Robot Instructions: USACO

My Work

#include <bits/stdc++.h>
using namespace std;
#define int long long
using vi = vector<int>;
using pi = pair<int, int>;
#define pb push_back
#define f first
#define s second

vector<pi> tmp;
int nd, n, rx, ry;//rx is the goal x; ry is the goal y
map<pi, map<int, int>> tot;//tot[i][j] is the number of ways to get pair i with j pairs
vi ret;
void gen(int st, int tx, int ty, int prs){//st is the starting index, tx is the total x value of this subset, ty is the total y value of the subset, prs is the number of pairs in this subset
        //if you are looking at the second half of the possible pairs then you want to find the number of ways so that i+(the current subset) = (rx, ry)
        if(nd==n){
                int c = 0;
                for(pi i: tot[{rx-tx, ry-ty}]){
                        c++;
                        ret.at(i.f+prs)+=i.s;
                }
                assert(c<41);//complexity of gen should be at most 40*2^20
        }else{
                tot[{tx, ty}][prs]++;
        }
        for(int i = st+1; i<nd; i++){//generate all subsets from st to nd
                gen(i, tx+tmp[i].f, ty+tmp[i].s, prs+1);
        }
}
signed main(){
	ios::sync_with_stdio(false);
	cin.tie(0);
        //freopen("test.in", "r", stdin);
        cin>>n>>rx>>ry;
        for(int i = 0; i<n; i++){
                int a, b;
                cin>>a>>b;
                tmp.pb({a, b});
                ret.pb(0);
        }
        ret.pb(0);
        nd = n/2;
        gen(-1, 0, 0, 0);//generates all subsets with the first n/2 elements
        nd = n;
        gen(n/2-1, 0, 0, 0);//generates all subsets from the n/2th element to the last element
        for(int i =1; i<=n; i++){
                cout<<ret[i]<<endl;
        }
}

The code splits the array into two separate arrays of equal length and then tests if you can sum up to the resulting pair (rx, ry).

What I’ve Tried

I downloaded the usaco test data and it worked fine for me. I also compared the speed of benq’s offical solution to my local solution and I didn’t notice any difference in execution speed. I use onlinegdb, so I know it isn’t just my computer being fast.

Question

Why is my code running slow on the USACO server? It runs perfectly fine on onlinegdb compiler using usaco’s downloaded data. My assert statement makes sure that the number of times a loop is run is at most 41.
PS: you probably should make it so that people cannot flag their own questions.

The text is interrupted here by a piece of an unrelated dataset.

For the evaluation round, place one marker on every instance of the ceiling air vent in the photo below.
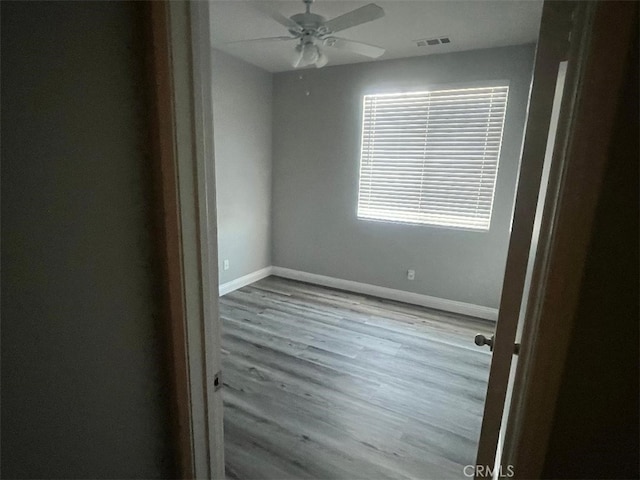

Perhaps there might be some undefined behavior somewhere? Not completely sure though.
Also, try replacing endl with '\n'.

How are you measuring execution speed? When I run your solution and my solution on test case 7 on USACO Guide IDE I get times of 1.97s and 0.38s, respectively.

Yours: https://ide.usaco.guide/MxQruRP4dwhwAwJCk69

Mine: https://ide.usaco.guide/MxQs5RlYTLG8Zk_hXSM

I measured speed by running and seeing if the code took a while to run.

still far less than 4s. For this problem the time limit was inflated:


I don’t think the USACO servers would be slower than the usaco.guide compiler. In addition, my code should run in O(n*2^n), which theoretically fits.

I’m not using any arrays, so I don’t think that would be an issue. I tried using \n and it didn’t help speed up much (It wouldn’t because I am only outputing 40 lines anyways), but here is my result after that:


My code should run in O(n*2^n).

It’s not uncommon for the USACO servers to be 2x slower (or even worse).